Para o sócio de Transaction Advisory Services da HLB Brasil, André Bueno, as várias joint ventures entre players globais que vem ocorrendo devem fazer do Brasil um mercado de fertilizantes de base tecnológica. Um exemplo é a operação, concluída em julho, de aquisição da divisão agrícola da Compass Minerals América do Sul pela Israel Chemicals (ICL). Em 2020, a ICL já havia comprado a Fertiláqua.
“A ICL tinha operações no Brasil e, com as unidades da Compass Minerals, antiga Produquímica, poderá oferecer uma gama maior de produtos”, diz Bueno, que vê perspectiva de a transação agregar valor e tecnologia ao mercado brasileiro, tendo em vista a expertise técnica israelense no setor agrícola. Mas a dependência externa continuará. Segundo ele, estimativas apontam uma alta no volume de importação de fertilizantes no Brasil de cerca de 7,5% neste ano, chegando a 35,3 milhões de toneladas, contra os 32,8 milhões reportados em 2020. Em dólares, serão cerca US$ 9,7 bilhões, comparados a US$ 7,2 bilhões em 2020. A desproporção entre elevação de volume e preço é reflexo da subida da cotação média dos fertilizantes.
“Os preços dos fertilizantes em dólar por tonelada têm subido nos últimos meses. Esse movimento está ocorrendo mundialmente, englobando nitrogenados, fosfatados e potássio.” Segundo Bueno, a expectativa é de que o mercado global de fertilizantes registre uma taxa média anual de crescimento de 2,1% entre 2021 e 2026. No Brasil, o percentual salta para 4,4%.
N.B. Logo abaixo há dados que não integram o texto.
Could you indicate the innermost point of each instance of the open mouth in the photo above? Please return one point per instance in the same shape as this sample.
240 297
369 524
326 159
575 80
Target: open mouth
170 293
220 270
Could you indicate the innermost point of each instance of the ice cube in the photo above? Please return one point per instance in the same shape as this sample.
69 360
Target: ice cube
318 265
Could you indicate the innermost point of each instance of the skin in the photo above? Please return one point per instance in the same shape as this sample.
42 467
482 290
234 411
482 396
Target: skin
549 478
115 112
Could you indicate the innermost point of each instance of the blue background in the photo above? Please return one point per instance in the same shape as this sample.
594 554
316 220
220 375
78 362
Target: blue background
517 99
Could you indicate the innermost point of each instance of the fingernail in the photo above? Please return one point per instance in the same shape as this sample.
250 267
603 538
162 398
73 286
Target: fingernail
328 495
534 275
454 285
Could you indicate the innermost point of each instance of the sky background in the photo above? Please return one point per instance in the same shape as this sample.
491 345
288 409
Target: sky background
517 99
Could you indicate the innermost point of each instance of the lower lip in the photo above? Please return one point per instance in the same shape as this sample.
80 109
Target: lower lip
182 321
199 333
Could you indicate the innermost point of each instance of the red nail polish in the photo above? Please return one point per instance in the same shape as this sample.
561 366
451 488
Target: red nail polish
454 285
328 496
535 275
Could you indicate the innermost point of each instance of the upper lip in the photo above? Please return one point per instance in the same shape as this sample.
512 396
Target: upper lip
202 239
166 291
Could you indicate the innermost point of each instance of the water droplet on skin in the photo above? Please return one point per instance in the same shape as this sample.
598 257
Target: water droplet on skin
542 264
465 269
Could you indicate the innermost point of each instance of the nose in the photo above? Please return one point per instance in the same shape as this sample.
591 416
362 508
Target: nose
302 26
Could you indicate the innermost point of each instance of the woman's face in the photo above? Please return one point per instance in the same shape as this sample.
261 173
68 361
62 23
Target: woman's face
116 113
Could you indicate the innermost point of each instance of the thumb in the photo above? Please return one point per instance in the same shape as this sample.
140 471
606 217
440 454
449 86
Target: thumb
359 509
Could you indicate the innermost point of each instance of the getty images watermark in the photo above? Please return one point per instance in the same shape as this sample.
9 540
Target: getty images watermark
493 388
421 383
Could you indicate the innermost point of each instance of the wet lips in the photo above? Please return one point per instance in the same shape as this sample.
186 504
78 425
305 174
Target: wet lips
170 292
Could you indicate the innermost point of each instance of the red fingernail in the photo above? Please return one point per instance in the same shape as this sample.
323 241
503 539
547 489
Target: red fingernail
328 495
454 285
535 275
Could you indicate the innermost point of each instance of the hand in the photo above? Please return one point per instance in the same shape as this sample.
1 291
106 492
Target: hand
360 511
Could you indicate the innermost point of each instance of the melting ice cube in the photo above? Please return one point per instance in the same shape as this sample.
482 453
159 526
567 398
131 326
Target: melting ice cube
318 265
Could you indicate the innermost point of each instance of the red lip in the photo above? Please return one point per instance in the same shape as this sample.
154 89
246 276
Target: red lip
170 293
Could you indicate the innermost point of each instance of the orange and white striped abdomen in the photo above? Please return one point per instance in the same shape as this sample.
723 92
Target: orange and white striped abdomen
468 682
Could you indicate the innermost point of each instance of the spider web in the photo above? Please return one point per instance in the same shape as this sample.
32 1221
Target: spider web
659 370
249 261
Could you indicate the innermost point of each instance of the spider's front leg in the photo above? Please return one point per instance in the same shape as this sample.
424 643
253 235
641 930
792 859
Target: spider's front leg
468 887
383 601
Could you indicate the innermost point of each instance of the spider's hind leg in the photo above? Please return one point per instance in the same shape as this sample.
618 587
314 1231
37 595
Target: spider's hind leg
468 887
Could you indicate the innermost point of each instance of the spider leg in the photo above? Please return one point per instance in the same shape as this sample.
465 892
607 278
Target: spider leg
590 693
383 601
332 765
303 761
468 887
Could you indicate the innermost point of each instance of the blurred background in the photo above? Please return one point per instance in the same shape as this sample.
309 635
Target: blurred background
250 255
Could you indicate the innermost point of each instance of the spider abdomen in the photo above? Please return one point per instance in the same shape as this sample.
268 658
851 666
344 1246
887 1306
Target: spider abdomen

Eduardo Monteiro, vice-presidente comercial da Mosaic Fertilizantes, diz que a demanda de fertilizantes em 2020 superou as previsões mais otimistas. “Para 2021, o otimismo continua forte, puxado pela valorização das principais commodities no mercado internacional e pelo real desvalorizado.” A empresa vem lançando produtos voltados para o aumento da produtividade de várias culturas, como soja, milho, trigo, café, entre outras.
Para a soja, por exemplo, uma pesquisa feita em mais de 80 localidades do país nos últimos três anos, mostrou que a nova linha trouxe incrementos médios de 5,2 sacas por hectare em relação a adubações convencionais. Um mercado com grande potencial a ser explorado, o de nutrição para pastagens, mereceu a atenção da Mosaic com um novo lançamento.
“Os animais criados em pastagens adequadamente adubadas podem alcançar ganhos superiores a 250 gramas por cabeça por dia em relação a animais criados em pastagens não adubadas”, afirma Monteiro. Isso representa um adicional de 50% em carne e carcaça por hectare, em função do aumento do número de animais por área e ganhos diários adicionais.
Investimentos em novas tecnologias visando mais eficiência operacional é um dos caminhos para o setor químico começar a melhorar sua competitividade no Brasil, uma vez que é fortemente afetada por custos logísticos e de insumos, avalia o sócio-líder de energia e recursos naturais da KPMG, Anderson Dutra. Ele vê no novo marco regulatório do gás um dos pontos positivos para o futuro próximo.